Почему-то я решил тогда не рассказывать Ивану о моем странном путешествии в Петербург. Это когда уснул в московском метро, а проснулся в Питерском. Все-таки там оставался маленький, но повод для сомнения.
— Тоже занятная байка, — хмыкнул Иван, — но моя покруче будет. Кстати после того раза, когда пытались избушку найти, мы уже в те места рыбачить больше не ездили. Традиция умерла, друзья мои стали какими-то скучными и малоразговорчивыми, а потом их вообще не стало…

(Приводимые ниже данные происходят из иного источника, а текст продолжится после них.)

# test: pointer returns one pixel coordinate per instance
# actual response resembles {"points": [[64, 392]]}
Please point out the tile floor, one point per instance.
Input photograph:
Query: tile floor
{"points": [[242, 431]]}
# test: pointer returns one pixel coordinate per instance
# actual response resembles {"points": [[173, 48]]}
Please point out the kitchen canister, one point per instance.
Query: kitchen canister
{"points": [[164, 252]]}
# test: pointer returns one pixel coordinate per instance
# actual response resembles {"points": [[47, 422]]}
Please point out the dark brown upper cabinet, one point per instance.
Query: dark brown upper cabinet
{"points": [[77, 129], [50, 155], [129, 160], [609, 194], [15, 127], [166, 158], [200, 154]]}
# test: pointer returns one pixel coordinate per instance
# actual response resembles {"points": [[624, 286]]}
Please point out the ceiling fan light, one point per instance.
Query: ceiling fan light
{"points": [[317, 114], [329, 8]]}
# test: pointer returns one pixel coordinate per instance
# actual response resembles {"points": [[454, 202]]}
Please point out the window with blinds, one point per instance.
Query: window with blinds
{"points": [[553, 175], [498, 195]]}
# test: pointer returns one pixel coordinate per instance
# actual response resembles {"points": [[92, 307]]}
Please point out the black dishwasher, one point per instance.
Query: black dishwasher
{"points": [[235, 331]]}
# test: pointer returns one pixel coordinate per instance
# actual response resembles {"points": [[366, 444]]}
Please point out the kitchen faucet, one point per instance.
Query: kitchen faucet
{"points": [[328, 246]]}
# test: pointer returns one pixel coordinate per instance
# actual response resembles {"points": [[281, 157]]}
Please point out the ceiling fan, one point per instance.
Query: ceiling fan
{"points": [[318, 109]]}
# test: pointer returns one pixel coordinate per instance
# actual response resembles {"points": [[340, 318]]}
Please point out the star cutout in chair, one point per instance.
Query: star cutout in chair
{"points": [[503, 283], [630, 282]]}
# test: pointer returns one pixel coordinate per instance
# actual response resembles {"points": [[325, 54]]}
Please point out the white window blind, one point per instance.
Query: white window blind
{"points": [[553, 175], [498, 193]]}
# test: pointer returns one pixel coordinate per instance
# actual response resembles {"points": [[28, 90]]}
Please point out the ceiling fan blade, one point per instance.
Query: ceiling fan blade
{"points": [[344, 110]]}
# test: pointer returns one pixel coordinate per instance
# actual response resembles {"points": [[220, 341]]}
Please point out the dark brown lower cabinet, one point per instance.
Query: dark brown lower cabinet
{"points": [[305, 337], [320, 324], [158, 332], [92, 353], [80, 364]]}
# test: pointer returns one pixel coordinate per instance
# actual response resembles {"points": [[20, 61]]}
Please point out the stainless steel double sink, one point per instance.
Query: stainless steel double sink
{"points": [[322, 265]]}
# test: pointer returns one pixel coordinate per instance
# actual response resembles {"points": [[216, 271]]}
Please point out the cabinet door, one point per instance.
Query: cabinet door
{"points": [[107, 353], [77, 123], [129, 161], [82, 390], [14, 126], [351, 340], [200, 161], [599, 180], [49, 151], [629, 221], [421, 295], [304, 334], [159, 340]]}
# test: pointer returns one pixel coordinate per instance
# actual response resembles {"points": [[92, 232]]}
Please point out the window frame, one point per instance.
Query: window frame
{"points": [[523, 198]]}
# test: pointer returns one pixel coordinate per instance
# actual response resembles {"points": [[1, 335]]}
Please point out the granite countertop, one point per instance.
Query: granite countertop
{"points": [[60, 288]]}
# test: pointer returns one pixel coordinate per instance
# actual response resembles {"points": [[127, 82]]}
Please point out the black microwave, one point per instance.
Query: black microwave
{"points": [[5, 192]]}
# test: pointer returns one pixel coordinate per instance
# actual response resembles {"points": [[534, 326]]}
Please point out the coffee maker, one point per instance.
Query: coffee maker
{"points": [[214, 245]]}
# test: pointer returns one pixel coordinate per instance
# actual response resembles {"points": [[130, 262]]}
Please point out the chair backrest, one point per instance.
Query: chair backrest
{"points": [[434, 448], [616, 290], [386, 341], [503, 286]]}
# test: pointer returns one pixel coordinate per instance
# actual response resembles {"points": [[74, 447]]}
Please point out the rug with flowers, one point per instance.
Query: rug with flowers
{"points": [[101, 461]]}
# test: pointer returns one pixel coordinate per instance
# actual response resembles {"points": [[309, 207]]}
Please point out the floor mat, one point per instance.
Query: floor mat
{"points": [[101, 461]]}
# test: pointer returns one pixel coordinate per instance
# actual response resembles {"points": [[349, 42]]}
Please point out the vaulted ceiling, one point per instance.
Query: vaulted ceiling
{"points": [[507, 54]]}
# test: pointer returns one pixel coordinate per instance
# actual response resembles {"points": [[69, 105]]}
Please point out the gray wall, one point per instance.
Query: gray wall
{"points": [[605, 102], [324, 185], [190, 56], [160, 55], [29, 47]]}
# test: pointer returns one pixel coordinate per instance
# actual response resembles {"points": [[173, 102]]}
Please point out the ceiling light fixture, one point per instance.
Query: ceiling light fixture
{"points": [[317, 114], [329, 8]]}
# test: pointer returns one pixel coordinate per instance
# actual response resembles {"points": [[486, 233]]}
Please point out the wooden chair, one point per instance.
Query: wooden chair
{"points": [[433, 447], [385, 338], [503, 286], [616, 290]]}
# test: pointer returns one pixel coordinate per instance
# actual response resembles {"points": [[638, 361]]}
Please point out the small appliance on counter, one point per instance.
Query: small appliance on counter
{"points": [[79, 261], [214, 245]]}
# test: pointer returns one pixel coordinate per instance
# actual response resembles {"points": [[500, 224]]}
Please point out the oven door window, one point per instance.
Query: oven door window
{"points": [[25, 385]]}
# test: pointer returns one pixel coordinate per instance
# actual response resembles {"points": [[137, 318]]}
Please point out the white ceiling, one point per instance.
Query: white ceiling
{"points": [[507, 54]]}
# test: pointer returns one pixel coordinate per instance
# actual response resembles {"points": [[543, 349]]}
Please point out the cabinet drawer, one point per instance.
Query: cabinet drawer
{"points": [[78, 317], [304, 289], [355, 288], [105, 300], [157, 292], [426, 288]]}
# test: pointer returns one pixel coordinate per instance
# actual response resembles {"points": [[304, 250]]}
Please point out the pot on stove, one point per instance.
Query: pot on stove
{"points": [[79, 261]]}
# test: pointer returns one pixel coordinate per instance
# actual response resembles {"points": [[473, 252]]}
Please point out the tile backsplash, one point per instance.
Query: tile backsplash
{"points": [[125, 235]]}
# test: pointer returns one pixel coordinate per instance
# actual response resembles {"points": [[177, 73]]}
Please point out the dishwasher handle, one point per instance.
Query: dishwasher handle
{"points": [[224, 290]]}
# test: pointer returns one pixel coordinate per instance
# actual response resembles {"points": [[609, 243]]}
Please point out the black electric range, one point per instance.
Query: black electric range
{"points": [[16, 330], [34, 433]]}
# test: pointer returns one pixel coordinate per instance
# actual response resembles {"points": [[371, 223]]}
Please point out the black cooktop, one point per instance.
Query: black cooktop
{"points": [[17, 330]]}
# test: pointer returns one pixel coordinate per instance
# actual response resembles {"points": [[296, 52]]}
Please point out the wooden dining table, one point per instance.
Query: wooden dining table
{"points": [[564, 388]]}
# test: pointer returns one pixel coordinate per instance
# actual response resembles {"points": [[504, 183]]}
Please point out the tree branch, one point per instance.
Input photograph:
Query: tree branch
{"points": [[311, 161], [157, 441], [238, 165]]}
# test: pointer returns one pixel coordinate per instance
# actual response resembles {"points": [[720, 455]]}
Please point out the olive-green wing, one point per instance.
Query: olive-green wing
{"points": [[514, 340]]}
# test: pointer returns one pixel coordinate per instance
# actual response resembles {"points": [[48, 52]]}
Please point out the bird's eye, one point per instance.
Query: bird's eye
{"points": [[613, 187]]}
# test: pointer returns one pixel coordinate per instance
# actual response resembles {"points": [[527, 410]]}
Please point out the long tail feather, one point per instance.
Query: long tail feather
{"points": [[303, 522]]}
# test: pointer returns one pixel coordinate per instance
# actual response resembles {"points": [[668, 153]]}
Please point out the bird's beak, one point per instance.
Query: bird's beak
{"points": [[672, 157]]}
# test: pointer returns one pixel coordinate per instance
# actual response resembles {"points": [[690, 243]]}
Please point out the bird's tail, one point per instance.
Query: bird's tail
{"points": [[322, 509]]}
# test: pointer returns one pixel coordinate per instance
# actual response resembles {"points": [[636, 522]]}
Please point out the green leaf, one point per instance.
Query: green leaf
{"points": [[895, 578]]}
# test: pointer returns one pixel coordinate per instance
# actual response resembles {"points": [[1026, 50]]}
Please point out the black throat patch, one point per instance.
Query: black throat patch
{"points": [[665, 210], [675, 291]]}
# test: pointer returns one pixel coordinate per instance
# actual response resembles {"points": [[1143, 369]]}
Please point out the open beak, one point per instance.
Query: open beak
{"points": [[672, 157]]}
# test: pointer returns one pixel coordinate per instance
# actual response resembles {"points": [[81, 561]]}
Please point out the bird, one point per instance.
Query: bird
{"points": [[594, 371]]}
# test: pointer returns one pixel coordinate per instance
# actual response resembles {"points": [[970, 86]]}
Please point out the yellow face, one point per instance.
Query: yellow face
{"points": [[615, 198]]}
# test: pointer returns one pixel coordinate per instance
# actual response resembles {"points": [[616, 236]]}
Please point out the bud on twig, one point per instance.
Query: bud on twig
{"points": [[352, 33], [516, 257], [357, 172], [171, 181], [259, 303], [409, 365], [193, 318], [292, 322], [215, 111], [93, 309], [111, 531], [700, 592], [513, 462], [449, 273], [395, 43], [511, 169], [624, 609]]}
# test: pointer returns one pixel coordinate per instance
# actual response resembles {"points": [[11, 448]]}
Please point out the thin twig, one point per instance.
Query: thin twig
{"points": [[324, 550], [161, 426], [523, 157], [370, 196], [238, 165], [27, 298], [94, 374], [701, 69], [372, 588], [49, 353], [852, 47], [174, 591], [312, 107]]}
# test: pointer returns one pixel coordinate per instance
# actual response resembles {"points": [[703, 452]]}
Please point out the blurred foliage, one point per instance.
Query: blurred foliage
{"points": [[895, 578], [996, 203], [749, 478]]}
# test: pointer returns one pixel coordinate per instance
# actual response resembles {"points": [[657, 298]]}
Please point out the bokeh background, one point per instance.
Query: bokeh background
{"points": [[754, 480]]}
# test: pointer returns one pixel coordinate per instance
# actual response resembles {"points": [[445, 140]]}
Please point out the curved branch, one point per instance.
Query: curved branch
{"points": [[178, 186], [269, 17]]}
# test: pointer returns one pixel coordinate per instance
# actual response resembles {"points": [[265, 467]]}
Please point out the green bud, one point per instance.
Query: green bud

— Извини, — перебил я Ивана, — а то забуду спросить. Эта ваша ловушка на маяке, которая таких вот как я бедолаг ловит, как она открывалась? Когда? Случайно, что ли?
— Нет, совсем не случайно, должно сойтись и сработать множество факторов. Во-первых — человек обязан находиться в удобном месте, и чтоб Проекту подходил. Одинокий человек и без родственников. Во-вторых, давление. Атмосферное давление обязано точно совпадать с маяком и твоей квартирой — а то так шибанет, что не только окна и двери в квартире, сам вылетишь к чертовой матери. И в-третьих — время, чтобы этот человек, вот ты в частности, не спал, не ел, не сидел в сортире, а был готов выйти из двери или из окна, на худой конец… Только не спрашивай меня, как все это работает! Не знаю!.. Да, слушай — интересно, конечно с тобой поговорить, но мне уже пора. Заговорились мы.
Похоже, Иван сильно уже жалел о своей излишней откровенности с практически незнакомым человеком.